In the Universal Baseball Association, games require a witness. The continuity of record keeping requires the fiction of someone who guarantees continuity. The league persists only at the cost Henry has been paying from the start: life displaced by its administration. For The Universal Baseball Association, Inc., J. Henry Waugh, Prop., the reader is the witness, called up to Coover’s minor majors (or is that vice versa?). It’s a workout for the imagination, I suppose —  rules, events, records, history, myth. 

And it’s more fun than I think I’ve expressed here — I’ve quoted Coover’s prose at length, maybe too much, but I don’t think I’ve fully conveyed how rich and hardy the text is, how warm and comforting the world that he conjures is, populated by singers and slingers and general bonhomie. It’s Famous Times All the Time, except when it’s melancholy, sad, or just plain bonkers. The Universal Baseball Association is part of the great American postmodern canon. Come and play.

Blog about some recent reading (Jan. and Feb. 2026)

Joy Williams’ collection The Pelican Child was the first book I read this year. I picked up a copy back in December and surprised myself by reading most of it over a few days. It’s a much heavier collection than the wry vignettes of 2013’s Ninety-Nine Stories of God or its sequel, Concerning the Future of Souls (2024). The stories here alight on mortality, human ecological cultural aesthetic, etc. Opener “Flour” strikes me as a postmodern riff on Emily Dickinson’s “Because I Could Not Stop for Death” and the fable (literally fabulous?) closer “Baba Yaga and The Pelican Child” made me tear up a little and then hate myself a little. A book about death where young people, tattooed with the lines of long-dead poets, are the clean-up crew working the night shift sweeping up the detritus of the 21st century. (It was “Argos,” about Odysseus’s good and loyal boy, that really killed me if I’m honest.)

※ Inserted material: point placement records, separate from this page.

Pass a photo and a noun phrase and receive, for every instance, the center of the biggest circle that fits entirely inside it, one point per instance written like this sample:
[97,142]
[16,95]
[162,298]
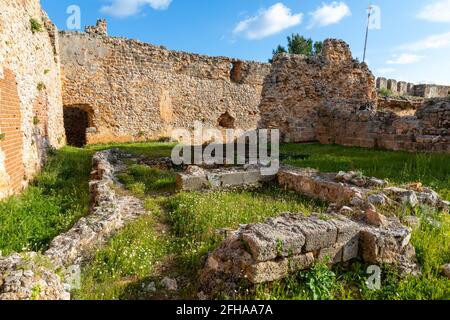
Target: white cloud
[329,14]
[405,58]
[126,8]
[436,12]
[268,22]
[385,71]
[437,41]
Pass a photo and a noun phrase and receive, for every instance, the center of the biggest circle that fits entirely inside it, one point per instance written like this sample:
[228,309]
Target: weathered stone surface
[376,219]
[377,199]
[167,88]
[311,183]
[298,85]
[446,270]
[279,237]
[196,179]
[384,244]
[31,113]
[411,221]
[273,270]
[109,213]
[269,251]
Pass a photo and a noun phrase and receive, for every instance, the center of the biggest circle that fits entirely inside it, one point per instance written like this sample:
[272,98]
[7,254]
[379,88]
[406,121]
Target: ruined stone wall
[428,130]
[431,91]
[406,88]
[298,86]
[31,116]
[137,91]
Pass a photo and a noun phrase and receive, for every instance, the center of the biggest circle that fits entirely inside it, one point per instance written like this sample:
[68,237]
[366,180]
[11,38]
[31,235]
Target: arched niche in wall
[226,121]
[78,119]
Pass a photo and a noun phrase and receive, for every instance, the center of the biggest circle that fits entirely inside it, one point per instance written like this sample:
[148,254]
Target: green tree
[298,44]
[277,51]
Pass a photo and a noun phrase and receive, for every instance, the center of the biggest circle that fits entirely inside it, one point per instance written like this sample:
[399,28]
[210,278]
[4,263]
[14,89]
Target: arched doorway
[77,119]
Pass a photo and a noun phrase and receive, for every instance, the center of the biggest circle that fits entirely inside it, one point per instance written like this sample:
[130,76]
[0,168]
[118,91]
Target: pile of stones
[33,276]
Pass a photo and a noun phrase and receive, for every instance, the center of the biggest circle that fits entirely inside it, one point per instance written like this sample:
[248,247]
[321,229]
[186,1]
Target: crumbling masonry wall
[139,91]
[31,117]
[298,86]
[428,130]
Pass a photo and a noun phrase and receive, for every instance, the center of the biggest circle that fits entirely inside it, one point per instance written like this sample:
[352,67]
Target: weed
[35,25]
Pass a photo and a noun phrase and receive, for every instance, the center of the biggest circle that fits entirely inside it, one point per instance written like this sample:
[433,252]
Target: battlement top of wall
[101,31]
[334,51]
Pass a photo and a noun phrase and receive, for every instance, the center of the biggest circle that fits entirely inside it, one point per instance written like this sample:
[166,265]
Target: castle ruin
[80,88]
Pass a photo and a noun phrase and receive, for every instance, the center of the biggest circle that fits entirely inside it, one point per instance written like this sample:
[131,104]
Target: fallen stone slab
[354,190]
[270,251]
[310,182]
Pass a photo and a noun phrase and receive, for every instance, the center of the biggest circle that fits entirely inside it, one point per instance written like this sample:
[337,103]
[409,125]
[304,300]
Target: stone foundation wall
[298,86]
[428,130]
[138,91]
[31,118]
[402,106]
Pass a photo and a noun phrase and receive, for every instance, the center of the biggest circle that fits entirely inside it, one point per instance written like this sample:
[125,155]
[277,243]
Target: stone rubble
[353,189]
[197,179]
[269,251]
[25,276]
[109,213]
[29,276]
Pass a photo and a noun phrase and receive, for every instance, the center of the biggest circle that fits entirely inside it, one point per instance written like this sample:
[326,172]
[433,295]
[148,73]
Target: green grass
[192,220]
[142,179]
[130,257]
[195,217]
[133,258]
[433,250]
[57,198]
[433,170]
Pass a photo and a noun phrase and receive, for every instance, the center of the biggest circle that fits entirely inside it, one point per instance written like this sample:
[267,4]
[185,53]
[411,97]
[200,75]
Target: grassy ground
[182,227]
[57,198]
[433,170]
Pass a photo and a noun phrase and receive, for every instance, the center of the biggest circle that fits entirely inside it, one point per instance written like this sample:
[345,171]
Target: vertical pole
[367,32]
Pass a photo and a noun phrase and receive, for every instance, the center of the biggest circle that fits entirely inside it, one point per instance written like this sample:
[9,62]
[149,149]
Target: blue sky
[412,44]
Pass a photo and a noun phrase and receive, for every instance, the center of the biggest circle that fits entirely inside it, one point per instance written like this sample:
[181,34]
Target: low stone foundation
[33,276]
[272,250]
[354,190]
[351,229]
[30,277]
[108,214]
[197,179]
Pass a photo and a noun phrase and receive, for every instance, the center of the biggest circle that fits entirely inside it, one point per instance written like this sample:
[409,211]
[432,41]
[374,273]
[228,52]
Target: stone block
[380,245]
[268,241]
[331,255]
[318,234]
[273,270]
[402,88]
[351,249]
[232,179]
[191,183]
[381,83]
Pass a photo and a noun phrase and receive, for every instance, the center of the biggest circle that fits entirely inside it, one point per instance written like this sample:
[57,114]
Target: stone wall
[431,91]
[31,116]
[428,130]
[137,91]
[298,86]
[419,90]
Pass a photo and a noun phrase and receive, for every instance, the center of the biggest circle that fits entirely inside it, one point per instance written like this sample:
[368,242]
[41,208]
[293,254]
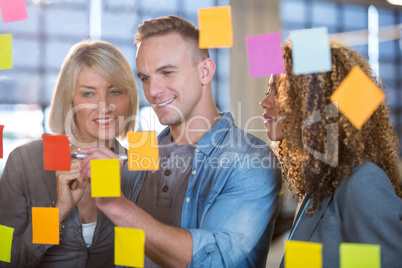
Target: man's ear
[207,70]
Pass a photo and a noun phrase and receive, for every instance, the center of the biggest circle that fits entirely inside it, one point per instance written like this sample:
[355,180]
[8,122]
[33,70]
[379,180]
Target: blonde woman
[94,102]
[351,194]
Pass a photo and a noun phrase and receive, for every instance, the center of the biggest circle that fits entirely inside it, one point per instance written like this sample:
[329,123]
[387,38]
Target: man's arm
[165,245]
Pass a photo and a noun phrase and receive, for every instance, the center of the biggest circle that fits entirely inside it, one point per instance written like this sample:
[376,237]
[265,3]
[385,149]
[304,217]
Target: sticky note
[56,152]
[13,10]
[300,254]
[359,255]
[129,247]
[6,234]
[143,153]
[105,178]
[311,51]
[6,55]
[215,26]
[265,55]
[45,225]
[357,97]
[1,141]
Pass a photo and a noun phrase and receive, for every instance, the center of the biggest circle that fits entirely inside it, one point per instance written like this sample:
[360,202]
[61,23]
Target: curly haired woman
[347,177]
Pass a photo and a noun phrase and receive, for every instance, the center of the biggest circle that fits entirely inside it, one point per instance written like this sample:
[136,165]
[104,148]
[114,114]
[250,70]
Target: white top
[88,230]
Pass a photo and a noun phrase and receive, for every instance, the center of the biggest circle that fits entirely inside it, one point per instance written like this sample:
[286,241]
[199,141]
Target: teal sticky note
[6,239]
[359,255]
[311,51]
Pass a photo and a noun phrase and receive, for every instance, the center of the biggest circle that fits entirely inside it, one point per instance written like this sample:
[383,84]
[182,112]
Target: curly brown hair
[303,97]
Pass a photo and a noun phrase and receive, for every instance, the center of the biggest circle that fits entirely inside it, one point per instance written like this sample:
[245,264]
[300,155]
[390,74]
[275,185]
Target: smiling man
[213,202]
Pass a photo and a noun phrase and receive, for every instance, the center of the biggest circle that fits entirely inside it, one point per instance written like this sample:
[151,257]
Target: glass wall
[41,42]
[342,17]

There are still a few stories at the back of Robert Bingham’s 1997 collection Pure Slaughter Value. I will tuck them away for another time. I loved these stories and then I found myself angry at his spoiled clever preppy narrators. “The Other Family” is one of the better stories I’ve read in a long time.


I reread Robert Coover’s second novel, The Universal Baseball Association, Inc., J. Henry Waugh, Prop. (1968), back in January and made some notes for a review. This is not that review. I am not a Coover expert but I think this is as good an introduction to his novels as anything. (No it’s not; get Pricksongs & Descants.)


Speaking of Universal—I had an early misfire with Thomas Kendall’s 2023 novel How I Killed the Universal Man, but then started it again the other night with a perhaps clearer idea of what the author was trying to do. I think I was thinking something more straightforward, more cyberpunknoir, something less, I dunno, formally meta or post. More thoughts to come.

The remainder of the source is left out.